Thursday, February 10, 2011
Is mold causing your chronic sinus infections or asthma?
According to a 1999 Mayo Clinic Study, nearly all chronic sinus infections (afflicting 37 million Americans) are a result of molds.
A 300% increase in the asthma rate over the past 20 years has been linked to molds. (according to 1999 USA Today Cover Story)
Molds (sometimes referred to as black molds, even though mold can come in a variety of colors) can cause a wide array of adverse responses in humans depending on the type and quantity that is present. However, these are not the lone factors when considering the health affects to mold exposure. Since dose and human response can be highly individualistic, the sensitivity of the person exposed is also an important consideration. For example, infants and young children, the immune-compromised, and the elderly are at an increased risk of experiencing adverse health effects related to mold exposure.

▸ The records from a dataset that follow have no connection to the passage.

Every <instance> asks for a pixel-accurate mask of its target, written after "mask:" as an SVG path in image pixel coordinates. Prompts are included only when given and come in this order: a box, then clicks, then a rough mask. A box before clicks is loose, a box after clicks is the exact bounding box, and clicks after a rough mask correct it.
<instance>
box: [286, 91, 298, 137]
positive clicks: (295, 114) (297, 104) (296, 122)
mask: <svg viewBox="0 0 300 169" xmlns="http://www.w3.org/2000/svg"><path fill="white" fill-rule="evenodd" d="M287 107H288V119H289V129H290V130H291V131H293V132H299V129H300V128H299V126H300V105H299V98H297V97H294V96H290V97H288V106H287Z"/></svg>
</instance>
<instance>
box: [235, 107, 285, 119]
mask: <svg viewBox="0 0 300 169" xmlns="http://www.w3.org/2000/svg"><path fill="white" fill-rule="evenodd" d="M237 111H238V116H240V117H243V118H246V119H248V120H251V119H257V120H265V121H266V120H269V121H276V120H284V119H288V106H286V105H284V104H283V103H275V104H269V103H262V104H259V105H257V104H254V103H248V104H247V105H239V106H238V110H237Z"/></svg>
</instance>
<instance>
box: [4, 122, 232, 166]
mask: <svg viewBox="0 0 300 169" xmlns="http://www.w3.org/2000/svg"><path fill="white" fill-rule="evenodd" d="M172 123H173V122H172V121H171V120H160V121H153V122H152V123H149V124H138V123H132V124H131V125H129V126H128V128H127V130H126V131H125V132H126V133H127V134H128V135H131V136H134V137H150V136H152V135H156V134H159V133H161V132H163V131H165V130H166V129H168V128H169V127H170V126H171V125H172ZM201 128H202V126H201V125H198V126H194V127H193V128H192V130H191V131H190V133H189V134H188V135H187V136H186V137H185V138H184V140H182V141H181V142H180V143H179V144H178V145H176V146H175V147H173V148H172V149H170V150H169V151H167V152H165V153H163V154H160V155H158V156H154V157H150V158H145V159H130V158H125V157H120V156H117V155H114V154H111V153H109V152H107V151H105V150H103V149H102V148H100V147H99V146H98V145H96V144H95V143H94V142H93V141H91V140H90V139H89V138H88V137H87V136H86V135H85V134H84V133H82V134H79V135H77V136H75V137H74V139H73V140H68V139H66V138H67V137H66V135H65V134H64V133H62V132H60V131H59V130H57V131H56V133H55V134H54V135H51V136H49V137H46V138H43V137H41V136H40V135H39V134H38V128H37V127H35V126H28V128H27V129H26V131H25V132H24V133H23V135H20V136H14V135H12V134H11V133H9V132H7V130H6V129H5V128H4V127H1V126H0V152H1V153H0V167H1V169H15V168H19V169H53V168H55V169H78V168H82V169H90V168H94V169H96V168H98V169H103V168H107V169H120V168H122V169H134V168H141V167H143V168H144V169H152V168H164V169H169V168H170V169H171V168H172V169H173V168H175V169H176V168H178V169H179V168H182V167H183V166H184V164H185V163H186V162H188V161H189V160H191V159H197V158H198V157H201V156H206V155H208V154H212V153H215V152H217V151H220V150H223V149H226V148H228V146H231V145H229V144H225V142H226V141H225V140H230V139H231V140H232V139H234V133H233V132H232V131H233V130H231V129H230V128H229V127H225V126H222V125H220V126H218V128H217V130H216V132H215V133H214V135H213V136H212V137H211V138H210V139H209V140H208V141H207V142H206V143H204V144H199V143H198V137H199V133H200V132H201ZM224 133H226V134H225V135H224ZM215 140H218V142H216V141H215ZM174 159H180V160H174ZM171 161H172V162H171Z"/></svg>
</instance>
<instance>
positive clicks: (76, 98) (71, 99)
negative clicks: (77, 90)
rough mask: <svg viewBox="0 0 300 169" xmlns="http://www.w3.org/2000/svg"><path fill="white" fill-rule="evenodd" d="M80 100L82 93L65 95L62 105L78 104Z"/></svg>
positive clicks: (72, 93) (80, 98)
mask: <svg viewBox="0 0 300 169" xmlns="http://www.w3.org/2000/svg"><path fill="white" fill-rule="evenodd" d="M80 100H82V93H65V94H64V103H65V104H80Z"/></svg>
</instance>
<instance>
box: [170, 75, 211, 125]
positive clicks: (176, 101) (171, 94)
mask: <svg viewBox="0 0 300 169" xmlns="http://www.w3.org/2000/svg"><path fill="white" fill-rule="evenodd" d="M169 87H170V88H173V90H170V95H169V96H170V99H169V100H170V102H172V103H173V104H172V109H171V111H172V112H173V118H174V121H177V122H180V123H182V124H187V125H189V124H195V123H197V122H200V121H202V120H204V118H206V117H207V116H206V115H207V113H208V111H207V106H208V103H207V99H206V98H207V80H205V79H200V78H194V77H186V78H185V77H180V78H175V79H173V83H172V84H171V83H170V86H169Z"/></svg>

There are many routes of exposure to molds including dermal contact, ingestion, and inhalation. The health risks associated with mold exposure include, but are not limited to: allergic reactions, irritation associated with volatile organic compounds (VOCs), invasive disease, mycotoxicosis.

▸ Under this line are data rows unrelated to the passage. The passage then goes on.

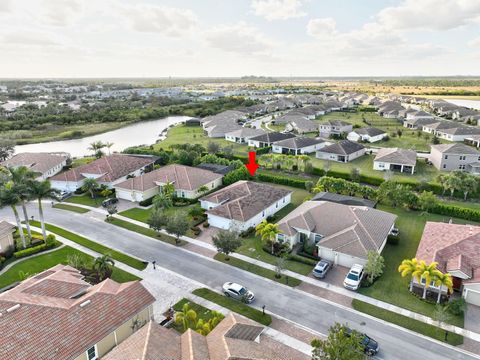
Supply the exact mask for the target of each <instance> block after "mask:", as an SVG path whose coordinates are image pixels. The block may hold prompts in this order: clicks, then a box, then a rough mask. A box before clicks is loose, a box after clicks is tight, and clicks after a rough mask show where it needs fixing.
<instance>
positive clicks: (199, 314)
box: [172, 298, 224, 333]
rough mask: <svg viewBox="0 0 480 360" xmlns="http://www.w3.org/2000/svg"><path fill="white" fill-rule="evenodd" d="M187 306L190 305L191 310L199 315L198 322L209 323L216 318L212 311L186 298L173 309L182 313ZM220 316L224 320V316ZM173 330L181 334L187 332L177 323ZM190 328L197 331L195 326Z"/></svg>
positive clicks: (173, 308)
mask: <svg viewBox="0 0 480 360" xmlns="http://www.w3.org/2000/svg"><path fill="white" fill-rule="evenodd" d="M185 304H188V306H189V308H190V309H191V310H193V311H195V312H196V313H197V322H198V321H199V320H203V321H204V322H205V323H208V321H209V320H210V319H211V318H212V317H213V316H214V315H213V314H212V310H210V309H207V308H206V307H204V306H202V305H199V304H197V303H194V302H193V301H190V300H188V299H185V298H183V299H182V300H180V301H179V302H177V303H176V304H175V305H173V309H174V310H175V311H182V309H183V305H185ZM217 314H218V313H217ZM219 315H220V316H221V318H222V319H223V318H224V316H223V315H222V314H219ZM172 328H173V329H175V330H177V331H178V332H179V333H184V332H185V331H186V330H185V329H184V328H183V324H177V323H175V322H173V324H172ZM190 328H191V329H193V330H195V328H194V326H190Z"/></svg>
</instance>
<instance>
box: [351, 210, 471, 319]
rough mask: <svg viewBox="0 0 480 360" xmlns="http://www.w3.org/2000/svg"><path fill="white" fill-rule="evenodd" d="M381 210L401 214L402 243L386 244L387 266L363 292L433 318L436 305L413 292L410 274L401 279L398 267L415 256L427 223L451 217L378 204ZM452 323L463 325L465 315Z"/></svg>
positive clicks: (400, 222) (438, 220)
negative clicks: (412, 289) (375, 279)
mask: <svg viewBox="0 0 480 360" xmlns="http://www.w3.org/2000/svg"><path fill="white" fill-rule="evenodd" d="M378 208H379V209H380V210H385V211H389V212H391V213H394V214H396V215H397V216H398V219H397V221H396V225H397V227H398V229H399V230H400V235H399V243H398V244H397V245H391V244H387V245H386V246H385V249H384V250H383V253H382V255H383V257H384V258H385V269H384V273H383V275H382V276H381V277H380V278H379V279H378V280H377V281H376V282H375V283H374V284H373V285H372V286H370V287H368V288H361V289H360V290H359V292H360V293H362V294H364V295H367V296H371V297H373V298H376V299H379V300H382V301H385V302H388V303H391V304H394V305H397V306H400V307H403V308H406V309H408V310H411V311H415V312H418V313H420V314H424V315H427V316H430V317H432V316H433V312H434V310H435V305H433V304H430V303H427V302H425V301H423V300H421V299H418V298H417V297H415V296H414V295H412V294H411V293H410V291H409V281H410V279H409V278H408V277H406V278H402V277H401V276H400V274H399V273H398V270H397V269H398V266H399V265H400V263H401V262H402V260H404V259H411V258H413V257H415V254H416V252H417V247H418V244H419V242H420V239H421V237H422V233H423V228H424V226H425V222H426V221H427V220H428V221H448V220H449V219H450V217H448V216H442V215H436V214H423V215H422V214H421V213H420V212H417V211H407V210H402V209H394V208H390V207H386V206H379V207H378ZM452 220H453V222H454V223H457V224H465V223H472V222H469V221H465V220H461V219H457V218H453V219H452ZM452 324H454V325H457V326H463V317H462V316H457V317H454V318H453V319H452Z"/></svg>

Allergic reactions are elicited when a substance such as mold that is not harmful in itself causes an immune response in susceptible individuals. The most common symptoms of an allergic response to increased levels of mold range from runny noses, itchy-watery eyes, coughing, sneezing, and throat irritation to more severe symptoms caused by chronic conditions such as sinusitis and asthma.
Fungi produce Volatile Organic Compounds during the process of degrading substances to obtain nutrition. The VOCs are the cause of the typical “moldy/musty” commonly associated with fungal contamination indoors. Exposure to high levels of VOCs may irritate the mucous membranes and the central nervous system leading to symptoms of headaches, decreased attention span, difficulty in concentration, and dizziness.

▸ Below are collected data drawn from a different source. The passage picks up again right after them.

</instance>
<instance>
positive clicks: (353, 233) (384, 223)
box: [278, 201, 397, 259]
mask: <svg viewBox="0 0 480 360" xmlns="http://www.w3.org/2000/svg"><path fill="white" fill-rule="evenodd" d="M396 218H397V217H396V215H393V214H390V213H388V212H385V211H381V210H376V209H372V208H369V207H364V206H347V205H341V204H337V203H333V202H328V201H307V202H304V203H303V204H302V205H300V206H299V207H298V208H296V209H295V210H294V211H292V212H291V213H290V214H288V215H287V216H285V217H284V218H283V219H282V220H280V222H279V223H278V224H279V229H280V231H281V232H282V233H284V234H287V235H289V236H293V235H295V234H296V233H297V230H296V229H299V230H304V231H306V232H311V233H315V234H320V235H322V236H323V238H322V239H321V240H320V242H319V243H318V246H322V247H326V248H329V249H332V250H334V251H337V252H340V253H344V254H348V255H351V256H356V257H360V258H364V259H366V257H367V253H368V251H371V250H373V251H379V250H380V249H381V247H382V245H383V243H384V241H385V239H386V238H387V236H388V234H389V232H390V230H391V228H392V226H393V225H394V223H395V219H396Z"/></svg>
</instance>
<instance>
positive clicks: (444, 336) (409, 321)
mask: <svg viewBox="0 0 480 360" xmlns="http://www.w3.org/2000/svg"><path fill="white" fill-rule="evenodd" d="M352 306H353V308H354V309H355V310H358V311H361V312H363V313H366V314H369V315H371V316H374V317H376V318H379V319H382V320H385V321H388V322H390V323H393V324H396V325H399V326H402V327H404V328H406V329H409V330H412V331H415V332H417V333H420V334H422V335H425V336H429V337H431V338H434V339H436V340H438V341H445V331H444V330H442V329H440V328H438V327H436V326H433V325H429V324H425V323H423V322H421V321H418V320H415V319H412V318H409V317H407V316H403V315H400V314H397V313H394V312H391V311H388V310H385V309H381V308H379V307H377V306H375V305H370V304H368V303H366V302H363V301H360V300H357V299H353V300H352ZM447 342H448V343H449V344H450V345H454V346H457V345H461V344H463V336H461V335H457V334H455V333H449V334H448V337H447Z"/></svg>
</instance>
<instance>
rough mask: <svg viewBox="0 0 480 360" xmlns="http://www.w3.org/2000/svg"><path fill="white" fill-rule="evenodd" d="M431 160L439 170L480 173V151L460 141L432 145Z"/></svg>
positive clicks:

This type of disease is uncommon. It is an opportunistic infection caused by exposure to microorganisms that don’t normally produce disease in healthy individuals, but affects those persons with abnormally functioning immune systems. For example, those with HIV/AIDS or those receiving immunosuppressive drugs such as transplant or chemotherapy patients. Some common fungi that have been associated with invasive disease are Aspergillus, Cladosporium, Mucor, and Rhizopus.